Option A
Solution
The four hierarchy related operations can be converted to asynchronous jobs. Just like all existing asynchronous jobs in Synapse, a user would start the job and receive a job ID. The client would then poll the job's status in a loop waiting for the job to complete.
An asynchronous worker would execute each job by updating all dependencies in a single transaction. A message for each dependency would be sent after the single transaction commits.
Concurrency & Consistency
Just like the current implementation, this option would require the use of locks to maintain consistency when the same hierarchy is changed concurrently by multiple threads. However, non-blocking locks could be used instead instead of blocking locks. This would involve the worker attempting to acquire a semaphore lock before executing the job. If the lock is not acquired, the message for the job would be returned to the queue for a future retry. The non-blocking locks are less resource intensive than the blocking locks used in the current implementation.
Migration
The asynchronous job manager will reject any job status change when a stack is in read-only mode.

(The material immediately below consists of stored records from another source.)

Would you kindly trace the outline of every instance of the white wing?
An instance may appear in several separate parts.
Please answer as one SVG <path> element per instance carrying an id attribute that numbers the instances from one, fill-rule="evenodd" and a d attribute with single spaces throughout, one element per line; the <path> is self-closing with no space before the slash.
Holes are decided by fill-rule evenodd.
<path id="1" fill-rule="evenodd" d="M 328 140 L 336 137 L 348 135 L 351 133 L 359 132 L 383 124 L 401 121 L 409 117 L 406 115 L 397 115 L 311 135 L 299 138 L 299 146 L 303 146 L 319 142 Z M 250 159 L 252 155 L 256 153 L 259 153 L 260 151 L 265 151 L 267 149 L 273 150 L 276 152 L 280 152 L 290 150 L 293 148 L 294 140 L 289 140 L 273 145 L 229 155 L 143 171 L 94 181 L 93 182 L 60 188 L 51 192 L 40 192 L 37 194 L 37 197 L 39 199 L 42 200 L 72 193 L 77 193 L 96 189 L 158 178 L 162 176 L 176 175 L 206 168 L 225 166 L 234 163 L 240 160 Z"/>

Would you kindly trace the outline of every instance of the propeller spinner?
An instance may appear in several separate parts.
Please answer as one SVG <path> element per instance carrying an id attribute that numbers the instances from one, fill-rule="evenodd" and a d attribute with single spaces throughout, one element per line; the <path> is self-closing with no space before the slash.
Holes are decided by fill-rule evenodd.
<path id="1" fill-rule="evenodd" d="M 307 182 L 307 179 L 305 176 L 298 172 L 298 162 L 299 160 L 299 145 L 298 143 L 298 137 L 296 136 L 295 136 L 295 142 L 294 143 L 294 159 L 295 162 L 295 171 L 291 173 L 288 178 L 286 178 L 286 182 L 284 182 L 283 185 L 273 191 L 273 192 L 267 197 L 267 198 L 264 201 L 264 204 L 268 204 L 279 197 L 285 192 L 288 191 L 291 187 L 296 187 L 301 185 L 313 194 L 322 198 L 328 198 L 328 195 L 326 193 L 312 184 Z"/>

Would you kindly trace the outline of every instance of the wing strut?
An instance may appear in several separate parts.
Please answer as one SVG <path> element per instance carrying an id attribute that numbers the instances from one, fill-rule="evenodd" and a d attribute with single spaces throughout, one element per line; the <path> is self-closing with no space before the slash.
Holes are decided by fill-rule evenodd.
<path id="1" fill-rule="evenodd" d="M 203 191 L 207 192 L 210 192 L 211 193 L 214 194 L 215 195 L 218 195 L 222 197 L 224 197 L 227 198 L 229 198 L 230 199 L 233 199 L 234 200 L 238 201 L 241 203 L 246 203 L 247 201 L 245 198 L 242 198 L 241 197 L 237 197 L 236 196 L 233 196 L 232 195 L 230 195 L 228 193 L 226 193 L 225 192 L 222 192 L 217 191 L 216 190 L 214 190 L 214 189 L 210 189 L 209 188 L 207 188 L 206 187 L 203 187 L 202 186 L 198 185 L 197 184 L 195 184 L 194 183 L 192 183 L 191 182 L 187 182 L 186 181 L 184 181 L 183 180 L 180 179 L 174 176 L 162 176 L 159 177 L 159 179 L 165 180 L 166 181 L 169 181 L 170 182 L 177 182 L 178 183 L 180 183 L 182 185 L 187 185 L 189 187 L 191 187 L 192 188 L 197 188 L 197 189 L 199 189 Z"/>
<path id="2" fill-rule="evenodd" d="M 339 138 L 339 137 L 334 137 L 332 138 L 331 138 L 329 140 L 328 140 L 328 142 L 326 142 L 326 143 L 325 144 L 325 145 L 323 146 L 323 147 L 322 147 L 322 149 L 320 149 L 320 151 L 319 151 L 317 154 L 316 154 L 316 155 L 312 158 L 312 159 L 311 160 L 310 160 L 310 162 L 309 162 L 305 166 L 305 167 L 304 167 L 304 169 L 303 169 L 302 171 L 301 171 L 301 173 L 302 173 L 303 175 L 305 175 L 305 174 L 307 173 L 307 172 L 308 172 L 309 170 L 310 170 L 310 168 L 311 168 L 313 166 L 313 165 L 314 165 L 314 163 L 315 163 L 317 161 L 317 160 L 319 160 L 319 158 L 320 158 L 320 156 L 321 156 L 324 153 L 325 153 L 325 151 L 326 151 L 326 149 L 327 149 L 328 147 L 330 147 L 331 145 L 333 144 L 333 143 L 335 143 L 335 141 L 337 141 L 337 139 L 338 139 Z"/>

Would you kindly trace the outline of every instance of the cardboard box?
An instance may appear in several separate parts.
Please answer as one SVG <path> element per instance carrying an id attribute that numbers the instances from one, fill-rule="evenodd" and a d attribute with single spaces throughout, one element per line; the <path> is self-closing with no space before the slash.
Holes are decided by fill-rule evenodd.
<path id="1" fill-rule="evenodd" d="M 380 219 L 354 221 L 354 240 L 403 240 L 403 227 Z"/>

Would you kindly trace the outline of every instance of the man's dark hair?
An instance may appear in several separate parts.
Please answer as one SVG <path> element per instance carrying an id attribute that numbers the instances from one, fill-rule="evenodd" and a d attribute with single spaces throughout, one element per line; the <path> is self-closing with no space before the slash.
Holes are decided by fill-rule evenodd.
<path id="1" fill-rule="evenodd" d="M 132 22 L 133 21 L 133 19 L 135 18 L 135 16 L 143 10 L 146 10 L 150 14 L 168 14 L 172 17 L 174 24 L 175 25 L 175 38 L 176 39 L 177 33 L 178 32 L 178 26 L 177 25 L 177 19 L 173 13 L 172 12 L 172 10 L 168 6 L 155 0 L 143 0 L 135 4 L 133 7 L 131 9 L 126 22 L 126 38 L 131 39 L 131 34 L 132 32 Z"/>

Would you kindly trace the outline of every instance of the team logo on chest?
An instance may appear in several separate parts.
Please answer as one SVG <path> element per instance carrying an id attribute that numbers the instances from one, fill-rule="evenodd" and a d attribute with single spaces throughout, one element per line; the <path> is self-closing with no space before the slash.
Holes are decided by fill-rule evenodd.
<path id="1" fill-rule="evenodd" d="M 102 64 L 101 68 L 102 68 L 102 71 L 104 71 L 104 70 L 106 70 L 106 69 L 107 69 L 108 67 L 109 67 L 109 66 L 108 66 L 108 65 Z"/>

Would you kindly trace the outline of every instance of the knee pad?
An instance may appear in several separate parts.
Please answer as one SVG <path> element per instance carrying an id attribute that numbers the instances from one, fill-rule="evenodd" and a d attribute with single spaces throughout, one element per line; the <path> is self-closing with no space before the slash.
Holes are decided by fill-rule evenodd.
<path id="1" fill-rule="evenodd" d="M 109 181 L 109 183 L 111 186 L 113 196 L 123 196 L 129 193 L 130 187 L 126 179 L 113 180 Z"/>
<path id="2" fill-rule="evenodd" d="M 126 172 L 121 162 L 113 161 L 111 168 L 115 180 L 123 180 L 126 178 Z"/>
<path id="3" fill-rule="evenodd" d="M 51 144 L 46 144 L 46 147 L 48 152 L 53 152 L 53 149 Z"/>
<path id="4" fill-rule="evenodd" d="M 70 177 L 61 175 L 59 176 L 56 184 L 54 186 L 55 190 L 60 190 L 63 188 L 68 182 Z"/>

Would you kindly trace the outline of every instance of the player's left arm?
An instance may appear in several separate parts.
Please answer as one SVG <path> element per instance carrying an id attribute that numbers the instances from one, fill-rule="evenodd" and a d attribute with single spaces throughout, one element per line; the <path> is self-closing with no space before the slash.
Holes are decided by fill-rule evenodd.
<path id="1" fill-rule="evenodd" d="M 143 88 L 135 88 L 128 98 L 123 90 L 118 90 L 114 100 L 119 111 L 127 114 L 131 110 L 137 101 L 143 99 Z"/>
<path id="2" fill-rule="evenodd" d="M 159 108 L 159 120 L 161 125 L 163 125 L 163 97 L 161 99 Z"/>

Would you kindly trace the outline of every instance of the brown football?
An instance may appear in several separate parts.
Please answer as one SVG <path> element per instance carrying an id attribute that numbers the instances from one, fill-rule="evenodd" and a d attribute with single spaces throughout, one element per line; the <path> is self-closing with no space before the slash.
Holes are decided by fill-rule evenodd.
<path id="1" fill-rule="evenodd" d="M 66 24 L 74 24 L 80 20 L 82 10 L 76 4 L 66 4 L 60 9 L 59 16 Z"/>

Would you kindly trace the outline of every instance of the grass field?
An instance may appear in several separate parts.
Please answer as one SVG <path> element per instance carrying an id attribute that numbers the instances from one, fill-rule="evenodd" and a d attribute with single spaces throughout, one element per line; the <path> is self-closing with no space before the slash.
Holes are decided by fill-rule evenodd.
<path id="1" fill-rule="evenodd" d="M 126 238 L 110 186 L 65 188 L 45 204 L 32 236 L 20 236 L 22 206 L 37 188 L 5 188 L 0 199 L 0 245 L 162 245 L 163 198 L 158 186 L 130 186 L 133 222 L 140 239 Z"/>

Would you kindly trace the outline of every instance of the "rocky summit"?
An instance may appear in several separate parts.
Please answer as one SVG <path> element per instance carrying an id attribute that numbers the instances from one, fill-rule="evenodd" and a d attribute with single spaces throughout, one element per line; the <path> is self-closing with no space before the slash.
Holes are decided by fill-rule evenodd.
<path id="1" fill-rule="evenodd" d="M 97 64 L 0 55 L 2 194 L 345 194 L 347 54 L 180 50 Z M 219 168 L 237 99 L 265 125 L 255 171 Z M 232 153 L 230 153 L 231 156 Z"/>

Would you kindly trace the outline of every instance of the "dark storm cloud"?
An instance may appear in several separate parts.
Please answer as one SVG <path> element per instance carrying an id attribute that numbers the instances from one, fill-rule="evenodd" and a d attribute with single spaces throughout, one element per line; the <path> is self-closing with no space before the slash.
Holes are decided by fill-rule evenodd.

So if a long running job that is started before entering read-only mode, the job will fail shortly after read-only mode is set. The entire job would need to be run in a single transaction so that failure would trigger the rollback of the transaction.
User Experience
Users would be expected to start and wait for potentially long running jobs to finish. This is an improvement over the current behavior but users may not want wait around for 20+ minutes for their operations to complete. The option would retain the all-or-none user experience of the existing implementation.
Problems with this Option
- This option would require a breaking API change. All clients would need to updated to use the asynchronous jobs. The existing synchronous calls would need to be removed.
- The entire operation would need to be run in a single database transaction that could span a long period of time.
- Jobs started immediately before before setting the stack to read-only mode will result in job failure.